La justice malienne se trouve en ébullition. Non pas à cause des projets de mutations en cours d’adoption, mais parce que le conseil supérieur de la magistrature est saisi des sanctions éventuelles à prendre contre deux magistrats de Bamako:
Le juge d’instruction de la commune 2, Abdoulaye Kamaté, et le vice-président du tribunal du travail, Youssouf Touré.
Le dossier Kamaté
L’affaire « Kamaté » débute quand un certain Diané décide de vendre une parcelle de terrain sise à Sotuba à un commerçant du nom de Mohammed Fofana.
Le vendeur et l’acheteur conviennent du prix (10 millions de FCFA) et des modalités de paiement. Leurs signatures sont certifiées par le notaire Demba Koné. Le notaire certifie aussi les reçus délivrés, au fil des paiements, par le vendeur Diané à l’acheteur Fofana.

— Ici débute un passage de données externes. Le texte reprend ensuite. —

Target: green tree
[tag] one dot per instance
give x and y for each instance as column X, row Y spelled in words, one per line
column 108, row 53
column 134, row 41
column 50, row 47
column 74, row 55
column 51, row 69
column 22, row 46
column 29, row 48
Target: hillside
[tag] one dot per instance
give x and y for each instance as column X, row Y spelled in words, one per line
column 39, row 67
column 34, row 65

Au moment où les paiements sont achevés, le vendeur regrette d’avoir vendu son bien. Il attaque la vente devant le tribunal de la commune 1 de Bamako. Il prétend que la vente doit être annulée; que les 10 millions perçus n’étaient qu’une avance et qu’en réalité, les parties avaient convenu de fixer le prix véritable après le paiement des 10 millions. Le tribunal rejette la demande comme mal fondée. Le jugement est confirmé en appel.

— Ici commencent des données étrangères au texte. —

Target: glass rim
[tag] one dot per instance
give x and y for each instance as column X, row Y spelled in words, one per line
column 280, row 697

Désespérant de récupérer la parcelle par la voie civile, le vendeur Diané décide de changer le fusil d’épaule : il dépose plainte, pour faux et usage de faux, contre l’acheteur.
Dans sa plainte, il accuse le notaire et l’acheteur d’avoir fabriqué de fausses pièces pour lui enlever son terrain. Le juge d’instruction saisi du dossier, Abdoulaye Kamaté, convoque le notaire Demba Koné. Il lui annonce son intention de le placer sous mandat de dépôt en attendant la suite des enquêtes. Le notaire, interloqué, ne sait que répondre. Et c’est là que le diable s’introduit dans l’affaire.
En effet, libéré par le juge et poursuivi non détenu, le notaire se rend à son cabinet.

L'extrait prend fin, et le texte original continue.